The old lake road did very little to influence inhabitants’ perception of the town since many of them never used it but only came into fleeting contact with it. There were various effects in the 19th-century road building which led to a reorientation of these centres. From that period on, they were no longer perpendicular to the lake, but arranged parallel to the roads. The name “Sentiero del Viandante” is misleading, as it gives the impression that it was designed to satisfy the demand of tourism. Throughout the history, the route along this shore of the lake had been known, not by one name, but many different ones (Via Ducale, Via Regia, Strada dei Cavalli) due to the fact that it was the result of the connection of numerous roads not subject to a common planning policy. Running along the mountainside, on the fringes of cliffs or on the upper edges of jutting peaks (Mandello, Dervio), this route offered a walkable hillside route which was especially useful, due to its origin, to the oldest population centres (Castello di Abbadia, Maggiana, Rongio etc.) and to the fortresses built high up in order to provide clear views, such as the tower of Vezio and the castle of Dervio. In some cases, the route, with an average height of 400 metres (200 metres above the lake level), rose up to 500-600 metres and even reached an altitude of 100 metres in the section between Lierna and Varenna. On one hand, this is the reason why people have always been discouraged from improving the route and on the other hand, for this very reason, it has been conserved and only disturbed in recent years by urban sprawl and the construction of highway 36.

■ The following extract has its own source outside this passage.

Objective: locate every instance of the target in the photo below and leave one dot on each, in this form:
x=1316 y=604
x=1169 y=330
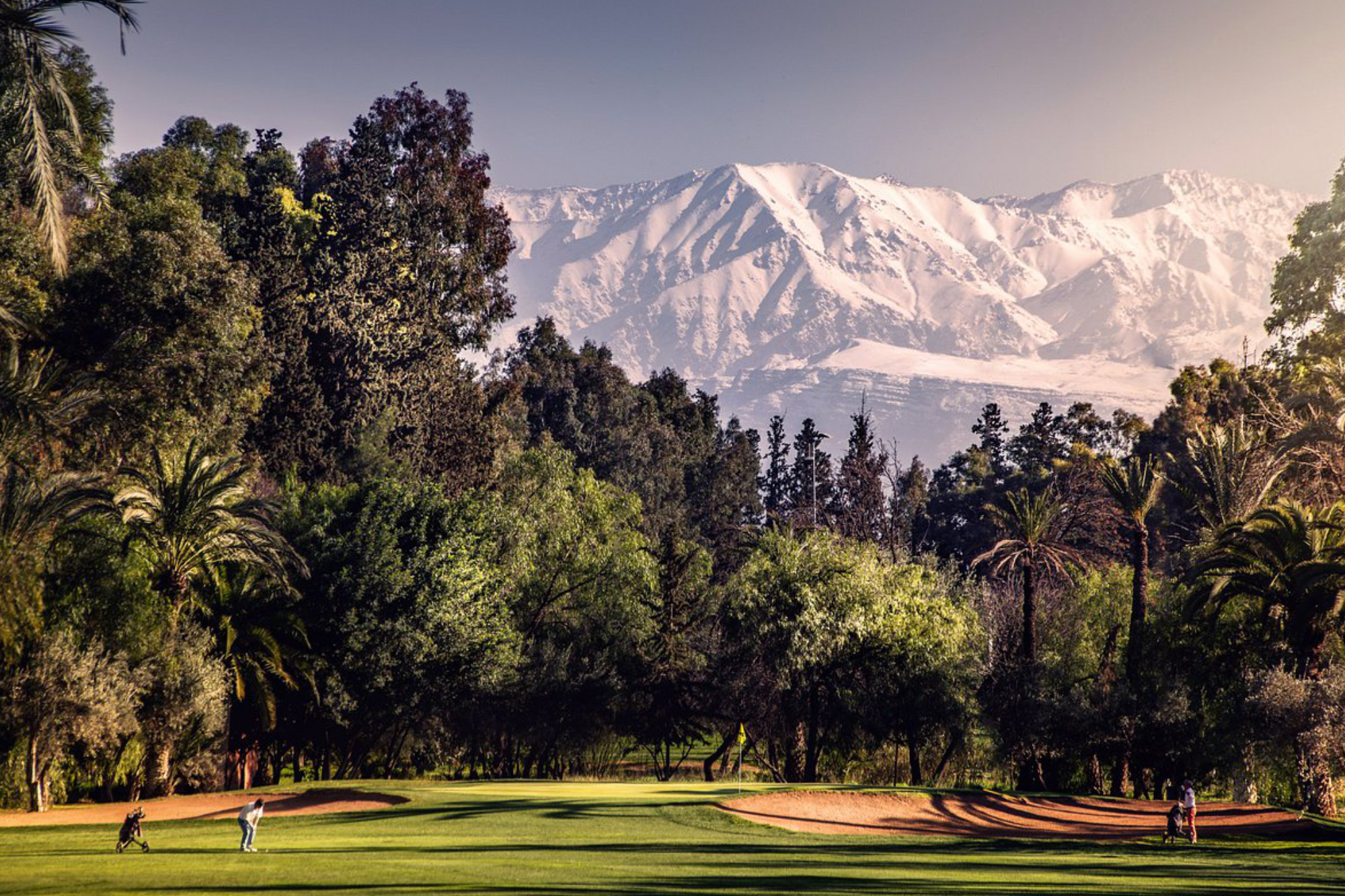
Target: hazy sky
x=996 y=96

When was the Sentiero del Viandante route created?
Local historian, Pietro Pensa, believes that it is extremely old, even tough it does not have the peculiarities in terms of gauge and structure of Roman roads. I mentioned the Roman Era because of the findings of a Roman milestone at San Pietro of Ortanella, some graves at Mandellasco, an altar dedicated to Hercules in Abbadia Castle, the ruins of Castelvedro in Dervio and other evidence which may suggest that the road dates back to that period. All of this is, however, nothing more than conjecture. The 14th-century municipal statues of the parish churches of Bellano, Dervio and Lecco contain disjointed citations about a shoreline “public road”. According to the statute of Dervio, the average width of a road had to be 1.7 metres, cobbled and lined by small walls or trees. Indeed, this measurement, as the historian Angelo Borghi claimed in a pamphlet about the road, can still be observed today at various points along the route, even though keeping it constant was difficult due to the erosion of the surface and the alterations made to it over time. It is likely that some parts, perhaps those closest to residences, were even wider, in order to allow the passing of two horses or to enable carriages and carts to fit through. A reference to ‘Strada del Carro’ was founded in 1622 above Lierna, between Pra’ de Spin and Ortanella but another one can be found in ‘Carà’ which is the name given to the climb from Olcio to Saioli.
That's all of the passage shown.